3.2 Screening of lipases to achieve high copolymer yield

The biocatalyst with the best catalytic efficiency for the synthesis of the targeted

copolymers was selected by screening four commercially available immobilized lipases:

Novozym 435 (from Candida antarctica B), Lipozyme TL (from Thermomyces lanuginosus),

as well as two CLEA Pseudomonas stutzeri lipases (one specific for organic media and one

with general applicability). Additionally, the native lipase from Pseudomonas fluorescens

was also tested, based on our previous study which proved it as the best-performing

biocatalyst for estolides synthesis [25]. The conversions were monitored by GC-MS analysis,

using hexadecane as internal standard. After 24h reaction time, the ε-caprolactone (ECL)

conversions were higher than 98%, regardless of the HFA co-substrate used, due to the

higher reactivity of the 7-member cycle lactone monomer compared to the hydroxy acids.

Consequently, the obtained copolymers contained more inserted ECL units, forming the

backbone of the products. Equimolar ratio of monomers was used in all experiments, to

10
keep the PCL copolymer amount in the reaction mixture as low as possible and to obtain

copolymers with more inserted HFA units.

The results presented in Table 1 show that higher HFA co-monomer conversions and higher

average molecular weights were achieved when 16HHDA was used as co-substrate. Among

the tested lipases, Novozym 435 and Lipozyme TL were the most efficient for all selected

substrates, while the CLEA biocatalysts led to lower molecular weight products. Although

displaying good catalytic activity in the polyesterification reaction, the native lipase from

Pseudomonas fluorescens was less efficient than the best immobilized lipases. The

composition of the reaction mixture was estimated based on the MALDI-TOF data, as

previously described [36]. Compared to Novozym 435, Lipozyme TL demonstrated better

selectivity for the formation of non-cyclic (linear or branched) copolymers, excepting those

with RCA. The highest relative amount of non-cyclic copolymer was 83%, in the

copolymerization product with 10HSA, while the highest polymerization degree was

between 11 and 15, depending on the nature of HFA used.
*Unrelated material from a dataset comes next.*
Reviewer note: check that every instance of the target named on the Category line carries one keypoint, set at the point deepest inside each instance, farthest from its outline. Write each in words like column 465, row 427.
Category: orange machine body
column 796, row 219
Despite this variance, it is obvious

that structural differences between the HFA have no essential influence on the

copolymerization reaction catalyzed by lipases, therefore this experimental protocol is valid

for a variety of HFAs and the optimal conditions can be tailored for every substrate.
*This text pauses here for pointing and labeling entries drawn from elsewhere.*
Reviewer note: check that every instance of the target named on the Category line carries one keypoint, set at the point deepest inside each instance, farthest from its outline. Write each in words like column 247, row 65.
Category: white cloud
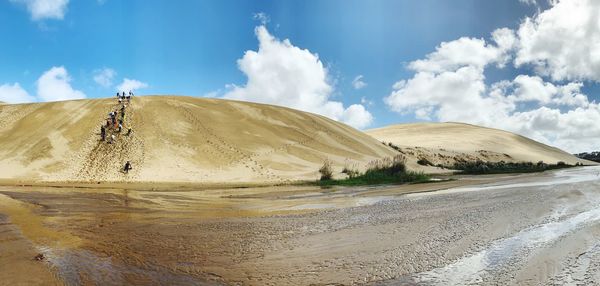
column 358, row 82
column 45, row 9
column 14, row 94
column 528, row 2
column 262, row 17
column 283, row 74
column 104, row 77
column 468, row 52
column 131, row 84
column 54, row 85
column 449, row 85
column 563, row 42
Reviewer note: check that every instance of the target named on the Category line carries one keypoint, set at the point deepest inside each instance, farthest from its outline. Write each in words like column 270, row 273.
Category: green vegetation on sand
column 384, row 171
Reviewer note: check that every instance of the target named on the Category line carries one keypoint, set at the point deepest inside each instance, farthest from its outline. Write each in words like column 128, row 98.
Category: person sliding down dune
column 127, row 167
column 102, row 133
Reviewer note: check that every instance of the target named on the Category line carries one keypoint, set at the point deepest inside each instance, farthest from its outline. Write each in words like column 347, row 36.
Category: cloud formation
column 358, row 82
column 54, row 85
column 282, row 74
column 449, row 83
column 131, row 85
column 104, row 77
column 14, row 93
column 563, row 42
column 45, row 9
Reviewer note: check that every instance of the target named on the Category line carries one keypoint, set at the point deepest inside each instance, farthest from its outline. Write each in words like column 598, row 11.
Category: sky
column 526, row 66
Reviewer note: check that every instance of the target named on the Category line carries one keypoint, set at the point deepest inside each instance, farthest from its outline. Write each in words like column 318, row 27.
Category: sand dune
column 175, row 139
column 444, row 143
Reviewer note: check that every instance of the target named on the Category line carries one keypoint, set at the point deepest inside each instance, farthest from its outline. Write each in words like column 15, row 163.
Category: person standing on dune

Compared to the chemical synthesis of 16HHDA and RCA copolymers, when tin(II) 2-

ethylhexanoate was used as catalyst at similar ECL: HFA molar ratio and higher

temperatures [30], the biocatalytic route led to higher average molecular weights (Mw

around 1300, using Novozym 435 as catalyst) and comparable content of oligoesters with

HFA units (between 73% and 83%, depending on the enzyme and HFA investigated). Only

for the oligomers of 12HSA, the average molecular weights of the products of the

biocatalytic route were lower compared to the chemical catalysis. It is noteworthy the high

selectivity of Lipozyme TL towards the branched copolymer formation in the case of

saturated hydroxy acids with secondary hydroxy groups (12HSA and 10HSA), relative to

11
 

the cyclic copolymer. These results prove the ability of lipases to catalyze these reactions

with high conversions and substrate-dependent specificities, in mild reaction conditions.

Particularly, the synthesis of polymers involving 10HSA was not reported before, neither by

chemical nor by biocatalytic route.

3.3 Influence of temperature on the molecular weight and product composition

The effect of increasing reaction temperatures on the conversion and polymerization

degree was studied considering the copolymerization of 16HHDA and ECL, at 1:1 molar

ratio and 30 mM substrate concentration, in the 40-80C temperature range. The selected

biocatalyst was Lipozyme TL, due to the higher relative content of non-cyclic copolymer in

the product, compared to Novozym 435, as shown in Table 1. The results, depicted in Figure

3 indicate an increase of the average molecular weight up to 35% when the temperature

was raised in the range 40C - 80C. Behind this overall increase of the molecular weight,

the selectivity of the lipase for the non-cyclic related to the cyclic form of the copolymer

decreased at higher temperature (Table 1S, supporting information), while the relative

content of copolymer reached more than 80% at 80C. The increase of the polymerization

degree at higher temperature is normal, although the reaction is also influenced by the

thermostability of the enzyme. Noteworthy, the influence of the temperature on the non-

cyclic/cyclic polymer ratio is also of special interest, since an important goal of the

enzymatic copolymerization is to achieve better control of the polymerization degree and

product composition than obtained by chemical catalysis. Considering this influence and

the selectivity of the lipase, a tailored non-cyclic/cyclic copolymer ratio can be designed,

according to the requirements of the manufactured product.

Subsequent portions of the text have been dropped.